Foi “Escape to North Korea” (já disponível no iTunes brasileiro) que colocou Pacman e Peso sob os holofotes, mas eles também lançaram, em 7 de janeiro, “Coming soon” (em breve, em português), uma mixtape com 21 faixas que tem esse nome porque é “uma pequena prévia do que vem por aí”, de acordo com Peso. A dupla agora finaliza a segunda compilação, “Like a movie”, e planeja divulgar, a partir desta semana, dois clipes rodados na Mongólia e em Pequim, por onde passou antes de pousar em Pyongyang.
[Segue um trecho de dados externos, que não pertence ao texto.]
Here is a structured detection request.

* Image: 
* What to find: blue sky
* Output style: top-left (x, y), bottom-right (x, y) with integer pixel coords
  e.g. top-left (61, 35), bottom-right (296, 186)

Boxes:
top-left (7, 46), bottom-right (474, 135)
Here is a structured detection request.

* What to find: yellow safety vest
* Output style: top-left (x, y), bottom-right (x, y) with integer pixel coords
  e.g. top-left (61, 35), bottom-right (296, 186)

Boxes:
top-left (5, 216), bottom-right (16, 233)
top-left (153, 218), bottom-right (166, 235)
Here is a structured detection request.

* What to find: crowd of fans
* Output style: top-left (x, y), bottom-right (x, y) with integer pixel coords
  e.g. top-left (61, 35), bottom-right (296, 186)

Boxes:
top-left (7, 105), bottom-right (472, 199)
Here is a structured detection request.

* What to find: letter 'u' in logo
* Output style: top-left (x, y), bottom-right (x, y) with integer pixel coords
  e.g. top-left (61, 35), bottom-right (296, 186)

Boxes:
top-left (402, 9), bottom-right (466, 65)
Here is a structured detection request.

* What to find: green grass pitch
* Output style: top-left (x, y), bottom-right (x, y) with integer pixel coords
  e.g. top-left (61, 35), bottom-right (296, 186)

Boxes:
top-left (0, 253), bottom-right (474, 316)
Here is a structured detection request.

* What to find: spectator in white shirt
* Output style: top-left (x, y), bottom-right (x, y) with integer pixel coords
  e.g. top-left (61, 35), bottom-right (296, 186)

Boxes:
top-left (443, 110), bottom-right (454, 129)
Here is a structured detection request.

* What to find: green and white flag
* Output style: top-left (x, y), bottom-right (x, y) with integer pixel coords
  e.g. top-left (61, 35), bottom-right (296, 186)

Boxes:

— Faço rap desde que comecei a falar — conta Peso, que cita Lil Boosie como sua maior influência (“Sempre senti que ele fala diretamente para mim”). — Eu me apresentava para minha família e meus amigos quando era criança. Entrei no JobCorps (programa de educação e treinamento técnico para jovens carentes) e parei com a carreira. Voltei quando me envolvi com a FHTMG e conheci Pacman, por meio da minha ex-namorada. Um dia começamos a fazer rap nas ruas. Foi então que viramos um duo.
Pacman, que busca inspiração em Wiz Khalifa, Nas e Lupe Fiasco, também começou cedo. Foi no colégio que passou a levar música a sério.
— Mas nada chegou a funcionar direito — diz. — Até agora.